According to Intel (the creators of hyperthreading technology), hypterthreading may result in up to a 30% performance increase “under the right circumstances” (see this Intel article for more information).  Forbes did a study that showed only a 17% increase. Creating two “logical threads” in each core is not a 2x performance increase, but at best 17-30% increase in performance.

For those who do not want the nitty-gritty, here is my summary on CPU and thread usage::

Summary: My Take-Away Points
  1. Buy a FASTER CPU with 8 cores instead of a slower CPU with more cores.  CPU speed is much more important than number of threads. You will gain an across-the-board performance increase with faster GHz than number of cores/threads.
  2. Due to TradeStation limitations (and MultiWalk runs under TradeStation), there are no gains beyond 8 cores. Indeed, performance suffers by adding more threads beyond 10-12.
  3. Simple strategies and simple MultiWalk projects will not see great performance gains with more CPU power. More complex strategies and MultiWalks projects will require and utilitize more CPU power.
  4. Rather than specifying “Max” in MultiWalk’s CPU threads configuration setting, consider making this equal to the number of CORES in your CPU, not max number of threads. You may get better performance!

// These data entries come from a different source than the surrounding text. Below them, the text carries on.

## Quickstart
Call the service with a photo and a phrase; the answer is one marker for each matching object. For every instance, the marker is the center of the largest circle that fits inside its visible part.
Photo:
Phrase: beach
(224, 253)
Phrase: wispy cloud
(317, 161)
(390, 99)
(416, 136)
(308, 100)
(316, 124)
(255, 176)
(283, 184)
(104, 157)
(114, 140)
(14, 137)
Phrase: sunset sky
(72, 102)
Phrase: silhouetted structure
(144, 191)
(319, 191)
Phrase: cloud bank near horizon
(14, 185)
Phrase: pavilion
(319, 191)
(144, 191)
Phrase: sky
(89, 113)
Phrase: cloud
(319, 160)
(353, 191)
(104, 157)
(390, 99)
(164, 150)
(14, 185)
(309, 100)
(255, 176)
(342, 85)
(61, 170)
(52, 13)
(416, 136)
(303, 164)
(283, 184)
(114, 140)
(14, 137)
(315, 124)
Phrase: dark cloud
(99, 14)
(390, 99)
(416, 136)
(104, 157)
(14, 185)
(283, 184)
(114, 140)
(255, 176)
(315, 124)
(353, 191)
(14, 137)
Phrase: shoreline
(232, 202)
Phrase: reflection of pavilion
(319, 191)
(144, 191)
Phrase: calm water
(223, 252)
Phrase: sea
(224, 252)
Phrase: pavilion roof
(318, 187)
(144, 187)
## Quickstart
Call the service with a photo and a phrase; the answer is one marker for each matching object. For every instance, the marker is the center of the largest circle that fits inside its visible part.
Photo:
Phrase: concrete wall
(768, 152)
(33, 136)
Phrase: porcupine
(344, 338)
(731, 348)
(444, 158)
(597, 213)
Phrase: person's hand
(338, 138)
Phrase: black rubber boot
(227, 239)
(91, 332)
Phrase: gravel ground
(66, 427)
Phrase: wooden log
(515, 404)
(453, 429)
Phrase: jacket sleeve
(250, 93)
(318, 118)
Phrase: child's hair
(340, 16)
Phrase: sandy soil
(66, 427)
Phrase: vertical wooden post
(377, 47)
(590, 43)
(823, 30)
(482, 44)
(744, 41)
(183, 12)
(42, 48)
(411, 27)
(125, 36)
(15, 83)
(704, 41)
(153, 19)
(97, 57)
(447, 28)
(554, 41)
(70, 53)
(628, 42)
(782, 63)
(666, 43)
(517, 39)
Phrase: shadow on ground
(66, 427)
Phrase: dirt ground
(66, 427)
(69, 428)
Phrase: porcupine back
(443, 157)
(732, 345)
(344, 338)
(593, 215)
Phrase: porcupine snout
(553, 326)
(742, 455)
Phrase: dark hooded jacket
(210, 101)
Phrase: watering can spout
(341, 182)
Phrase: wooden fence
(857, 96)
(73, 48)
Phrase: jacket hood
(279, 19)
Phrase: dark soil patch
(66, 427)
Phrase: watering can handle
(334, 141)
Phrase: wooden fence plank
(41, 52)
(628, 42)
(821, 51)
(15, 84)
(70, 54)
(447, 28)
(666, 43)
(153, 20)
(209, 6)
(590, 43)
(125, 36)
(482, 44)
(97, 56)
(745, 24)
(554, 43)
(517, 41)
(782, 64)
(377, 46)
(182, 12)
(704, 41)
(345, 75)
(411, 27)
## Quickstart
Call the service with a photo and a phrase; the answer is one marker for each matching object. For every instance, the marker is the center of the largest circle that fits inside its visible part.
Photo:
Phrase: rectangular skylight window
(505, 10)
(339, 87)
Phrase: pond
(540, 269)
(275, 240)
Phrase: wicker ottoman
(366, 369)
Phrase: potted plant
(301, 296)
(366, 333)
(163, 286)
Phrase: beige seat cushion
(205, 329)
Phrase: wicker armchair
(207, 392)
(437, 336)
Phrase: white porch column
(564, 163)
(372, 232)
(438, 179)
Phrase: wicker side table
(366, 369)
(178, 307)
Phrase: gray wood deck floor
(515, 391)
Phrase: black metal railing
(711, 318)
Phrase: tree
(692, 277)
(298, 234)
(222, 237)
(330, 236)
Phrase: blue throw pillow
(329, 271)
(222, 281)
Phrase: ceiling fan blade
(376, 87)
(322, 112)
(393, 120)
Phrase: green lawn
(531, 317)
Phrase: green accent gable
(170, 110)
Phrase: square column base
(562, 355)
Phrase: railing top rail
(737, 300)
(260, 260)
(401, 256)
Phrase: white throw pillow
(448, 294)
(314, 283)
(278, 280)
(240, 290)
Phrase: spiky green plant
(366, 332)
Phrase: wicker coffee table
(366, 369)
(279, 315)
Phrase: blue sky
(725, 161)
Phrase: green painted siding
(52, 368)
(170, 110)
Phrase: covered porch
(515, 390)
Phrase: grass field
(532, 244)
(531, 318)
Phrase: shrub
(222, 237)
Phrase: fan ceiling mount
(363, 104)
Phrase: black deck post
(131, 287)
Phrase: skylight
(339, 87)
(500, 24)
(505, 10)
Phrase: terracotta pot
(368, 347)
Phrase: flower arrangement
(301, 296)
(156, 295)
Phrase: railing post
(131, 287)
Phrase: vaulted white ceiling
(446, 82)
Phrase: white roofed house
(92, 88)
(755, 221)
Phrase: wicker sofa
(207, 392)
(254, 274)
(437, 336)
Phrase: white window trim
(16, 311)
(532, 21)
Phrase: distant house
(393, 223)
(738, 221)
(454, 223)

For those who want a deeper look into the issue, read on…

The Thread Test: Testing results across many MultiOpt and MultiWalk user CPUs

I ran a test using one 60 minute symbol on a Bollinger Band strategy, 77 in/out walkforward periods and 17 computationally heavy fitness functions.

I gave this same test project to many MultiOpt and MultiWalk users who ran it on their systems and the results were the same — there was a significant drop-off in performance after 10 threads, and in many cases a degragation in performance the more threads that were added. This occurred with both Intel and AMD CPUs.

These test results are for this particular benchmark project that is meant to stress test the cores a CPU. A different MultiWalk project configuration that has different objectives (and potentially less stressful on a CPU) will yield different results, but they will ALL show the same performance degradation after 10-12 threads.

Here are the results for this test using Intel’s i7-5820K CPU:

This system has 6 cores and can thereby run up to 12 logical threads. Notice that adding more threads after 6 threads only resulted in about an 11% performance increase.

Here are the results of the same test from a user with a Ryzen 9 16-core processor:

These results are even more dramatic. Adding more threads after 10 cores on this 16-core CPU actually decreased performance. It took more time to complete the MultiWalk project!